OH, and yes using a CERT against localhost / an IMAP(s) server authenticating against
a local system, is overkill. But it has proven to (better) thwart / confound the
repeated attempts to undermine, or otherwise abuse the IMAPS/MX, and it hasn't resulted in
any troubles using other webmail applications. ;)

Thanks again!

--Chris

Offline chris01

  • Jr. Member
  • **
  • Posts: 11
Re: Add support for IMAPS on Dovecot
« Reply #5 on: November 12, 2018, 03:40:52 PM »
Well. I can finally login against a setting of:
Code: [Select]
$config['default_host'] = 'ssl://<FQDN>';
$config['default_port'] = 993;
$config['username_domain'] = null;
$config['auto_create_user'] = true;
But, while all my folders show up. NONE of them have anything in them.
My guess is that RC is confused about logging into a FQDN, but everything is coming from localhost.
Which also probably accounts for the fact that I had to switch auto_create_user to TRUE.

I'm not sure RC is going to work for us. Well, I suppose it could.

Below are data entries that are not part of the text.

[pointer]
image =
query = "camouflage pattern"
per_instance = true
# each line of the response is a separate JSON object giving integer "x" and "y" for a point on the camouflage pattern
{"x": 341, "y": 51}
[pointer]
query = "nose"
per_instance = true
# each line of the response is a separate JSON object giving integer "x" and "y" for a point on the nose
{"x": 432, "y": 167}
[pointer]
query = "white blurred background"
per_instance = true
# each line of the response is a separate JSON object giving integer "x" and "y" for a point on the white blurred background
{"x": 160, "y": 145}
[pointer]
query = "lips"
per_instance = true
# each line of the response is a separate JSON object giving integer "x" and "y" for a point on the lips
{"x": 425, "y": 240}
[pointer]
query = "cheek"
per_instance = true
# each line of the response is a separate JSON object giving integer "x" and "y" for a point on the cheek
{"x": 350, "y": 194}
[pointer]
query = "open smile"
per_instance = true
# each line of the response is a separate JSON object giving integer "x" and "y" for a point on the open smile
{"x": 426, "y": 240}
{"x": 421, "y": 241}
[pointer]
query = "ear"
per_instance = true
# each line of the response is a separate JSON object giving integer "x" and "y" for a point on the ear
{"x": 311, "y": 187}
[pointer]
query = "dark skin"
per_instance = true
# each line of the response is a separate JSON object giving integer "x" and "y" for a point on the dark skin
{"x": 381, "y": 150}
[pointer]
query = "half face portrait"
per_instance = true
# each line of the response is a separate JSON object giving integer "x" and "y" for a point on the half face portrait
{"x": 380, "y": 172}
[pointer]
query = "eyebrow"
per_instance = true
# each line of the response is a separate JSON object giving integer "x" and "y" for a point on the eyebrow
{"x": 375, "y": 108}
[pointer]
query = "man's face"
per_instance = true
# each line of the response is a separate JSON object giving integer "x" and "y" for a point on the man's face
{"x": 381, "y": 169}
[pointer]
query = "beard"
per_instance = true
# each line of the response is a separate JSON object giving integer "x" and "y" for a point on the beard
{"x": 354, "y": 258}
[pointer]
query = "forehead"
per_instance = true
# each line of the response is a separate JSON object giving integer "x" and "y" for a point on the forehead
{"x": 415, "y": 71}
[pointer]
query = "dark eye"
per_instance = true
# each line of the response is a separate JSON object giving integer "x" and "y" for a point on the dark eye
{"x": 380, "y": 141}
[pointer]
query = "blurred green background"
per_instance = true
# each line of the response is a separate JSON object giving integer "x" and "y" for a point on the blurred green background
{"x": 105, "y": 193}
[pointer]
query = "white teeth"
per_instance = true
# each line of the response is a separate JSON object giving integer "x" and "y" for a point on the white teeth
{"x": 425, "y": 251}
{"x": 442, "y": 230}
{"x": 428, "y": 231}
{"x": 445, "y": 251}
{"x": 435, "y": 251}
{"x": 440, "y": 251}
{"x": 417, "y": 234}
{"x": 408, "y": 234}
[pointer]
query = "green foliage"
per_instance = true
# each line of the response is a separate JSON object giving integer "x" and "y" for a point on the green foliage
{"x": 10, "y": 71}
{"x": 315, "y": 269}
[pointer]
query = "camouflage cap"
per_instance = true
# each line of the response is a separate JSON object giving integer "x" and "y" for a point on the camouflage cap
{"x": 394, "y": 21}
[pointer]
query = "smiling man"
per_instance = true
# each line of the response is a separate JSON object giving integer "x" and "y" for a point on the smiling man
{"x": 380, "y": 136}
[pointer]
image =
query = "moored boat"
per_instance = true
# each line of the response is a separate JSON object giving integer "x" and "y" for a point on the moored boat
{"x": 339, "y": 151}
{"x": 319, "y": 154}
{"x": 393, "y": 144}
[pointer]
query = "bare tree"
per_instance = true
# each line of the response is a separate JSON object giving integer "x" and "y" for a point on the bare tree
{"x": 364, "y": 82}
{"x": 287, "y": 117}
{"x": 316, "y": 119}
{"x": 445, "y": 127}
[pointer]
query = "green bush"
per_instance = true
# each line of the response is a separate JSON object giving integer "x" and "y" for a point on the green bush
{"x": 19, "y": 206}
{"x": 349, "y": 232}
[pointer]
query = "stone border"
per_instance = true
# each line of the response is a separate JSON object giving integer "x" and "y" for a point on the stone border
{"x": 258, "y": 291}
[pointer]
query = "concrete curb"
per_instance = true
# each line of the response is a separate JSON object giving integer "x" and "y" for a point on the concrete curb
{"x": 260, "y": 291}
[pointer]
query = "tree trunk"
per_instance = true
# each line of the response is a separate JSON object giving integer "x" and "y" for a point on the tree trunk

But it's clearly going to need many
configuration changes.  :-\

Thank you again, JohnDoh, for taking the time to give me the necessary "clues". :)

--Chris

Offline SKaero

  • Administrator
  • Hero Member
  • *****
  • Posts: 5,501
    • http://SKaero.com/
Re: Add support for IMAPS on Dovecot
« Reply #6 on: November 12, 2018, 04:39:53 PM »
The "auto_create_user" setting only creates the user record in the Roundcube database which is used to store user preferences and and contacts. If you don't see any email that likely means your mail server isn't returning any email. Enable imap_debug to see what your mail server is telling Roundcube.